You can not blame the user for being a stupid user if you are not doing everything you can to help them not be one. So why do we not devote all of our time and effort and money in this war on fraud on us? Spend the money and manpower where it will do the most good. Teach us to be secure at home where it means the most to us and we will bring that with us when we come to work.
Keep turning that horse.
We can't allow these machines to get the better of us.
Can you only imagine what this is going to be like when every Layer 8 on the whole bloody planet gets their own Layer 8 IPv6 address. And we all know there is no way to spoof that. Right??? Your Credit card will have its on static IPv6 address. Your phone, your watch, your car, your TV and your refrigerator.
Who you gonna call?
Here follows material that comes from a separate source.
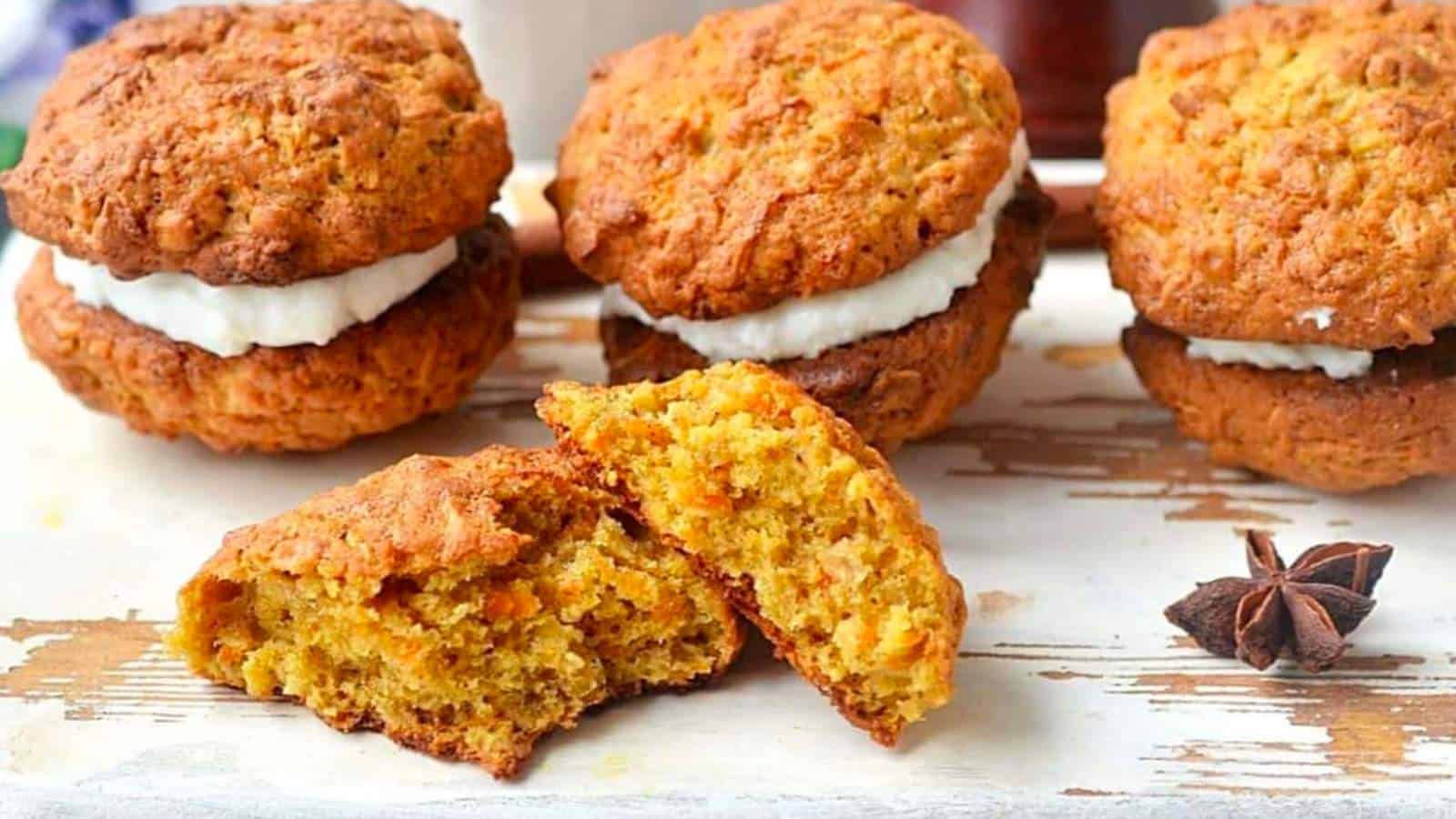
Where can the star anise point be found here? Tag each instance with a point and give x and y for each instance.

The scammers 900 numbers. Which they can now dial for you.
What time is it? Time for Viagra.
Do you want spam coming out of your car? Pay up or no go.
Malware on your flatscreen? Pay up or no HBO.
Scammers in your fridge? Pay up or we'll turn off your freezer or freeze your beer.
This problem must be solved now while it still can be. The businesses should take a small percentage of the money the credit card companies are costing them and spend it on their employees security at home. The users will see where it will make doing the business they do online at home safer, and with cheaper prices and lower interest rates, they will still spend their hard earned money, but now it's a better deal for everyone, not just the credit card companies. We might even have some money left over to save.
And if our online transactions are safe, we might just use our own money on our own debit card to buy something instead of a credit card.
What a concept!
Take back what is ours,
Then secure everyone around you.
All this time you have been talking Security to the wrong end of the horse.
Now turn the horse around and look him in the face.